Segalla: ?Suplentes correm mesmo risco?

Vinicius Lousada
| Tempo de leitura: 1 min

Tomaram posse ontem os suplentes Miltinho Sardin (PP), Artemio Caetano (PMDB) e José Roberto Segalla (DEM) nas vagas deixadas por Fabiano Mariano (PDT), Faria Neto (PMDB) e Fernando Mantovani (PSDB), que tiveram seus mandatos cassados pelo Tribunal Regional Eleitoral (TRE-SP).

O demista, que foi vereador na legislatura passada, discursou na tribuna contrariamente aos argumentos da defesa dos parlamentares, que buscam o efeito suspensivo da decisão da Justiça Eleitoral, até que o processo esteja transitado em julgado.

“Alegam que, caso consigam reverter a decisão, não conseguirão recuperar o mandato perdido se estiverem afastados do cargo. O mesmo vale para nós três. Se eles retornarem e, ao final, TSE mantiver a decisão, os prejudicados seremos nós. Portanto, vamos aguardar serenamente”, explicou, após alegar que decisões da Justiça não devem ser discutidas, mas respeitadas.

Ainda na tribuna, Segalla e Artemio deixaram claro que não fizeram qualquer movimentação para buscar a cassação dos vereadores. Mantovani e Mariano chegaram a declarar que entendiam ser esquisita a postura da Justiça Eleitoral.


Defesa

Os advogados de defesa dos três parlamentares tentarão hoje o despacho favorável do presidente do TRE ao pedido de liminar que dá suspende o efeito imediato do acórdão que cassou os mandatos de Faria, Fabiano e Fernando. Além disso, será impetrado o recurso especial pedindo que o TSE reveja o julgamento do mérito da ação movida pelo Ministério Público Eleitoral em função do jornal de candidatos católicos.

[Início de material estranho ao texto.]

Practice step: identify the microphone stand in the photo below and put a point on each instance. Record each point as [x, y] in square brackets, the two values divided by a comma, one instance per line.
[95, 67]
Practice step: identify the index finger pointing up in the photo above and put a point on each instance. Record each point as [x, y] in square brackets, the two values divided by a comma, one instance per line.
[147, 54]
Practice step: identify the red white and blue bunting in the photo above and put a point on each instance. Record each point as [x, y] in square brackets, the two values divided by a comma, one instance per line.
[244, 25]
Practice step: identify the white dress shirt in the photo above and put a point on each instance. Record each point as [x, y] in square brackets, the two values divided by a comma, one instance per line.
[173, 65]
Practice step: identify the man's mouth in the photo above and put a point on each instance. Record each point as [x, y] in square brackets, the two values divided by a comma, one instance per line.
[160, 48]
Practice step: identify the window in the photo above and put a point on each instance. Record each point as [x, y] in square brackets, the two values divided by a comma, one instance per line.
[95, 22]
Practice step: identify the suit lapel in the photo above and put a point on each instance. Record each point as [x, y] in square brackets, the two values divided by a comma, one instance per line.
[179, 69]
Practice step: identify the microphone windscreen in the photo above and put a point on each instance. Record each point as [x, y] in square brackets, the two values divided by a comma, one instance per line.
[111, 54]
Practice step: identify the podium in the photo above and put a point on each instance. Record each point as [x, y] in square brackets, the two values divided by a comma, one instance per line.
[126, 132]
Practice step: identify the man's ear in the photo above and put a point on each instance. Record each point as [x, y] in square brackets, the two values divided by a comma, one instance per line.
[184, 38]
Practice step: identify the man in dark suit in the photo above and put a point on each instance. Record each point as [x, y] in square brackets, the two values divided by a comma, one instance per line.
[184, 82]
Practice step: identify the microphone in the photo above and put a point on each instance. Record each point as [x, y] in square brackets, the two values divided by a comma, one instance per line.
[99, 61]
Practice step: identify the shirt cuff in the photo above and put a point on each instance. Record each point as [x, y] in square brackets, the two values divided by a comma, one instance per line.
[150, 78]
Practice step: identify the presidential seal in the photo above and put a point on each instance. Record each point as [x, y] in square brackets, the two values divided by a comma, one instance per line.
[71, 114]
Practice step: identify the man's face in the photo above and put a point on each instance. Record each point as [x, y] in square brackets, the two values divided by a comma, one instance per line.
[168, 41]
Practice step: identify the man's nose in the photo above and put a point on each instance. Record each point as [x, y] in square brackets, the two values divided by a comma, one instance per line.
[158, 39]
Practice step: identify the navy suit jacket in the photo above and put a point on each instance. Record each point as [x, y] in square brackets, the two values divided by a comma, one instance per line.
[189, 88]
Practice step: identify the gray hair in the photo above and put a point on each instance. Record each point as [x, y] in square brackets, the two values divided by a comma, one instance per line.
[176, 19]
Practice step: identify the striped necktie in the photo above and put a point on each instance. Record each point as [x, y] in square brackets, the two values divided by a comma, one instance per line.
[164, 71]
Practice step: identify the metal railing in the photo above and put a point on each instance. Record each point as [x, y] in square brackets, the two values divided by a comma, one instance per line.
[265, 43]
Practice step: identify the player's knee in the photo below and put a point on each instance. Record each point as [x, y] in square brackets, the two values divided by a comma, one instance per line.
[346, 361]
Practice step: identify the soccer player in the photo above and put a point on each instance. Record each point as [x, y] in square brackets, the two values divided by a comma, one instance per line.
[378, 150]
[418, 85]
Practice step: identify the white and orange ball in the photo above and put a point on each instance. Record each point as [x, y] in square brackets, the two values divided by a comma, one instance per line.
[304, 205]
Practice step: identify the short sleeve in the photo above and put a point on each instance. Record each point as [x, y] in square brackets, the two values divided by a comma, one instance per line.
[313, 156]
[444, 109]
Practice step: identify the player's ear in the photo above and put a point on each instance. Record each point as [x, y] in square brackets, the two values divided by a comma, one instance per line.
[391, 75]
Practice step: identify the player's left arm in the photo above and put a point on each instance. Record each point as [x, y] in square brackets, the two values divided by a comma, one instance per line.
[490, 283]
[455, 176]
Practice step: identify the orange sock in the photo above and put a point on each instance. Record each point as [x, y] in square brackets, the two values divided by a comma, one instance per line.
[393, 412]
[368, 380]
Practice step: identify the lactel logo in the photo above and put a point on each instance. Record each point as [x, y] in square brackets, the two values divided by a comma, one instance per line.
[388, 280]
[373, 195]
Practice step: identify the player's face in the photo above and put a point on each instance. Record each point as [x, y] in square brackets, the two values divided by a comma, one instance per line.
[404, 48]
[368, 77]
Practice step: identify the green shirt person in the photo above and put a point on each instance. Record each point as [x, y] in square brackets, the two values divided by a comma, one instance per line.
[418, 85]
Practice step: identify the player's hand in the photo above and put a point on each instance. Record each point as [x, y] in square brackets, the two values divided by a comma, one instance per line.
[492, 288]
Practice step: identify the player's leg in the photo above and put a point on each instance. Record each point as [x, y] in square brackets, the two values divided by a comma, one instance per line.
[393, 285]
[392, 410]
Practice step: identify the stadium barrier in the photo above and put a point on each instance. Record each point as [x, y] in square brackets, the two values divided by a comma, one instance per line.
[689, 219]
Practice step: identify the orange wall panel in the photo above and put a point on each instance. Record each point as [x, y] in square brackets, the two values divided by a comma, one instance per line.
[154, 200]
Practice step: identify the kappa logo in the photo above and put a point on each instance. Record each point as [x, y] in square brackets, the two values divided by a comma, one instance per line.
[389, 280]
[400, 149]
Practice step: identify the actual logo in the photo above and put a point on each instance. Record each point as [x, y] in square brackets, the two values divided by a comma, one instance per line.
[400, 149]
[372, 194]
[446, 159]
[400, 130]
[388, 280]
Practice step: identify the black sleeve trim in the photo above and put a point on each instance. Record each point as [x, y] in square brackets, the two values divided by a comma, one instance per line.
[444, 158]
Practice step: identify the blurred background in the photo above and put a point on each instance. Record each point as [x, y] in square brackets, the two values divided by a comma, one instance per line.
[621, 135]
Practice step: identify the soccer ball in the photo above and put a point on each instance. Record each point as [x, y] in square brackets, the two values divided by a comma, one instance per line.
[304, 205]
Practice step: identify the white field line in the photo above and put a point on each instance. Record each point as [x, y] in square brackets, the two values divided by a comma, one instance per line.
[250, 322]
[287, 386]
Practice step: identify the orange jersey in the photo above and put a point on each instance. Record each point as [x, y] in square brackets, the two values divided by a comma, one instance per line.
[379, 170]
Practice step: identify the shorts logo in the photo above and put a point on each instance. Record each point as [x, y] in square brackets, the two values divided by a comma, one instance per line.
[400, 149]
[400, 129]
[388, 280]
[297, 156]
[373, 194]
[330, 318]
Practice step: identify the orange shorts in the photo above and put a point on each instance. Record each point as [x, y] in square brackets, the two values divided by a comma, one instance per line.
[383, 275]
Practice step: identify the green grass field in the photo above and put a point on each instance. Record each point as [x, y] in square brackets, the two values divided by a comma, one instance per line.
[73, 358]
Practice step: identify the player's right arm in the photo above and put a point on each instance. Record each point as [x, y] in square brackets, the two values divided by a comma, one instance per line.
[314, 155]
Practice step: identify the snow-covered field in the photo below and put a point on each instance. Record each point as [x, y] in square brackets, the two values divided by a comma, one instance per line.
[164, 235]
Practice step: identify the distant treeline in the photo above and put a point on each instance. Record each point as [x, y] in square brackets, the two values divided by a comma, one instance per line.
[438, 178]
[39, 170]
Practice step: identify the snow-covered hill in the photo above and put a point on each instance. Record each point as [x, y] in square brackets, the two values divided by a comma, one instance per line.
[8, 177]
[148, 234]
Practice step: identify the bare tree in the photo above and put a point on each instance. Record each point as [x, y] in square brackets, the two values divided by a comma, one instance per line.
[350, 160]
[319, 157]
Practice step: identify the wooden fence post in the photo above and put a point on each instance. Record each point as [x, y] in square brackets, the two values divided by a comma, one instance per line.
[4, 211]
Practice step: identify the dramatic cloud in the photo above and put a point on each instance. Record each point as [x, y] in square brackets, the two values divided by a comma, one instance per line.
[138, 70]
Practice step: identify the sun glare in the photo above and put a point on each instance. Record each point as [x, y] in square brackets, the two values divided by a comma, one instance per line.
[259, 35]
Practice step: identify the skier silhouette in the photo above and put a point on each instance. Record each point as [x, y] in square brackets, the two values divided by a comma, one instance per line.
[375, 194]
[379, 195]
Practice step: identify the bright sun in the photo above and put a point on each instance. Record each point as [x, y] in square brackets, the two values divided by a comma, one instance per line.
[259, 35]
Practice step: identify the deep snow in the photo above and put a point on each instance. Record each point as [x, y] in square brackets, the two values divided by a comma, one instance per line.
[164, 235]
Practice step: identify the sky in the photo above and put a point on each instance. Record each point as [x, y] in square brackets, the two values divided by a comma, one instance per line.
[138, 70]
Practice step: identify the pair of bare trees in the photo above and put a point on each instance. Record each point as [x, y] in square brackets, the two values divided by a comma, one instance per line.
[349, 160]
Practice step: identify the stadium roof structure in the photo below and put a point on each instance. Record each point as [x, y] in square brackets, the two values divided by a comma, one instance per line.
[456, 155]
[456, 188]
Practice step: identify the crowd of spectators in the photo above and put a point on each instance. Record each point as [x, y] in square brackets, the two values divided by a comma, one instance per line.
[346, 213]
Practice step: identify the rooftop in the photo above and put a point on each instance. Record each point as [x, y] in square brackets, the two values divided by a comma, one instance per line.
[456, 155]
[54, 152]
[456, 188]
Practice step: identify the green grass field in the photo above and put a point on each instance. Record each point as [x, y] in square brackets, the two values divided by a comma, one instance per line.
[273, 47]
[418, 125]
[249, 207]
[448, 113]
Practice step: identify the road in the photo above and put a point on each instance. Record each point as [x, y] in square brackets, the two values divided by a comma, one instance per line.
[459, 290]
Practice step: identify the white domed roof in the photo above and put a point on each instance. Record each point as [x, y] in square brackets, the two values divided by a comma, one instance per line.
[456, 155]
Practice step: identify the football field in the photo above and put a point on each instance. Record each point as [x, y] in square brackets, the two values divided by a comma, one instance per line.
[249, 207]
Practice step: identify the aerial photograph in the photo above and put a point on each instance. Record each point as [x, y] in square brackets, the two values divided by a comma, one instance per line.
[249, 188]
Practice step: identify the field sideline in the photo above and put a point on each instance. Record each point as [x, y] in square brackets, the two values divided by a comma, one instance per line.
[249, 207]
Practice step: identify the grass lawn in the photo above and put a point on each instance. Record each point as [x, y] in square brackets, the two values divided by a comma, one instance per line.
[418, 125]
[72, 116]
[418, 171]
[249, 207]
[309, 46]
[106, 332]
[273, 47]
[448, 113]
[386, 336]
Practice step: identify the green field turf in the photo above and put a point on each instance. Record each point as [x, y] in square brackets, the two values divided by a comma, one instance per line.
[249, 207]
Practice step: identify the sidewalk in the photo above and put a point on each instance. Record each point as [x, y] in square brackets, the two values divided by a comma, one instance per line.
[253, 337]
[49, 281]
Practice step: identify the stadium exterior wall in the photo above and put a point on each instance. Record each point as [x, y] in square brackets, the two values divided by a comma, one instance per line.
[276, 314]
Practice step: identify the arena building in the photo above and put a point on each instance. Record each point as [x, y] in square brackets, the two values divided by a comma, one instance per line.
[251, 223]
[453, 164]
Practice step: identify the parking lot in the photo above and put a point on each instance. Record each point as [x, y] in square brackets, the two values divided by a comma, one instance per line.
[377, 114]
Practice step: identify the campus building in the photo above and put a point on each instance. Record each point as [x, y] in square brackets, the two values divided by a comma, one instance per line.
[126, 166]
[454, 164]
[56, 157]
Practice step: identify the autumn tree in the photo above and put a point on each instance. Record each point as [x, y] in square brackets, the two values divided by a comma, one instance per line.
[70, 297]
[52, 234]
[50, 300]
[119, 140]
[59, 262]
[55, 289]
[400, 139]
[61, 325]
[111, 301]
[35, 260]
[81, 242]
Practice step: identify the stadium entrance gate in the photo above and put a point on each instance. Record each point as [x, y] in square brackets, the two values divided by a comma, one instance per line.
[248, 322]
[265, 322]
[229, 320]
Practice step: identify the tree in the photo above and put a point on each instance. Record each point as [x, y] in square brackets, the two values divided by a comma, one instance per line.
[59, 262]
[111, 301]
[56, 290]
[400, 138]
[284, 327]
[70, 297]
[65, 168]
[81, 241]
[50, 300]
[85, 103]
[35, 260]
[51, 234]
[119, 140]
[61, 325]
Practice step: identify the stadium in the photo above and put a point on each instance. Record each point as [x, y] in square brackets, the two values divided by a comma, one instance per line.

Durante a sessão de ontem, Fátima Ferri, presidente do Conselho de Leigos da Diocese de Bauru – e que também foi candidata a vereadora em 2012 – fez um protesto silencioso contra a decisão da Justiça Eleitoral. Ela levou à Câmara um banner da entidade que coordena sobreposto a um tecido preto, em sinal de luto.